Ainsi donc, notre nouveau président assumera le mandat que lui aurait donné le peuple. Elu a plus de 53% des voix, plus de 50% même en tenant comtpe des votes blancs et nuls, avec une participation record, la légitimé de notre nouveau président semble indéniable.

Pourtant, rappelons qu'au premier tour, seulement 31% des électeurs ont porté leur premier choix sur Nicolas Sarkozy. La majorité dont peut se prévaloir Nicolas Sarkozy inclue également nombre d'électeurs dont le premier choix était le programme de Le Pen, De Villiers, Bayrou. Il existe même des électeurs ayant vôté au premier tour pour les partis de la gauche anticapitaliste qui ont préferé vôté au second tour pour Nicolas Sarkozy plutôt que pour Ségolène Royal.

Dès lors, de quel mandat Nicolas Sarkozy peut-il se prévaloir ? Le mandat du peuple est-il seulement le programme de M. Sarkozy, ou bien faut-il y ajouter quelques chapitres de celui de M. Le Pen, ou bien de celui de M. Bayrou ?

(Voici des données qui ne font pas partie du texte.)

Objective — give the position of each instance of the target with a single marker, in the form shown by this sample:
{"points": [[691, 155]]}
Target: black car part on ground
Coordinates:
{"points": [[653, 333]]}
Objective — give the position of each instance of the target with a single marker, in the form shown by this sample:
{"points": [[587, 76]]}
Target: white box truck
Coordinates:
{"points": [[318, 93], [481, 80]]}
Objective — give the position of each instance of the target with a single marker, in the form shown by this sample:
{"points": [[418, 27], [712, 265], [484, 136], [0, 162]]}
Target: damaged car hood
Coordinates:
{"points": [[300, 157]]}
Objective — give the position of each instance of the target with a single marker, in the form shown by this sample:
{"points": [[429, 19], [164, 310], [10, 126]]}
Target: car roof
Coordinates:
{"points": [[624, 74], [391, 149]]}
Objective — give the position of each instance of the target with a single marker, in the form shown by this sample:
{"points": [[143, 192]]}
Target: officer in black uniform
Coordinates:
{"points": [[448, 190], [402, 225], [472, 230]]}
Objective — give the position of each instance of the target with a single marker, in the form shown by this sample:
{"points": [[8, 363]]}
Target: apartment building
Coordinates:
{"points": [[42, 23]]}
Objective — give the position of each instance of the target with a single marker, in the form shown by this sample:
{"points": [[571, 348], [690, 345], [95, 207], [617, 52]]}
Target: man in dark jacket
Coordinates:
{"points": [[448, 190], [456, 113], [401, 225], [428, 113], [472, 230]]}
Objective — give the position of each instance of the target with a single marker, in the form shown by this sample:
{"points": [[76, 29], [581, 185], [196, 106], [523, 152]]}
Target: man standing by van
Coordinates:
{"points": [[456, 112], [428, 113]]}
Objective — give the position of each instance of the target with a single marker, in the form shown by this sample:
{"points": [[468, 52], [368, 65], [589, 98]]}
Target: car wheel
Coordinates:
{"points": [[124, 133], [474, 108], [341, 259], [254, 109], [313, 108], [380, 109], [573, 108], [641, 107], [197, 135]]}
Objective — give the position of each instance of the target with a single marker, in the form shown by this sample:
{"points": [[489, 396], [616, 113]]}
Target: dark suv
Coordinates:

 Et que serait ce mandat si , comme c'est le cas aux législatives et comme le proposait François Bayrou, le code électoral autorisait tous les candidats faisant plus de, par exemple 12.5%, à se maintenir au second tour ? F. Bayrou ne ce serait vraissemblablement pas désisté, et si N. Sarkozy aurait vraissemblablement été élu avec une majorité relative et non absolue des électeurs.

 Les élus du peuple, à l'assemblée nationale, seront eux aussi porteur d'un mandat. En vertu du code électoral actuel, il y'a fort à parier que l'UMP y sera majoritaire et appliquera le mandat du président. Mais si la proportionnelle était appliquée à l'assemblée nationale, sur la base des résultats du premier tour, on pourrait penser qu'il en irait tout autrement.

Ces deux propositions, plus de deux candidats au deuxième tour, proportionnelle intégrale à l'assemblée nationale, ne sont ni plus, ni moins démocratique que notre code électoral actuel. Pourtant, elles changeraient totalement la nature du "mandat" du président de la république et pourraient remettre en question sa légitimité.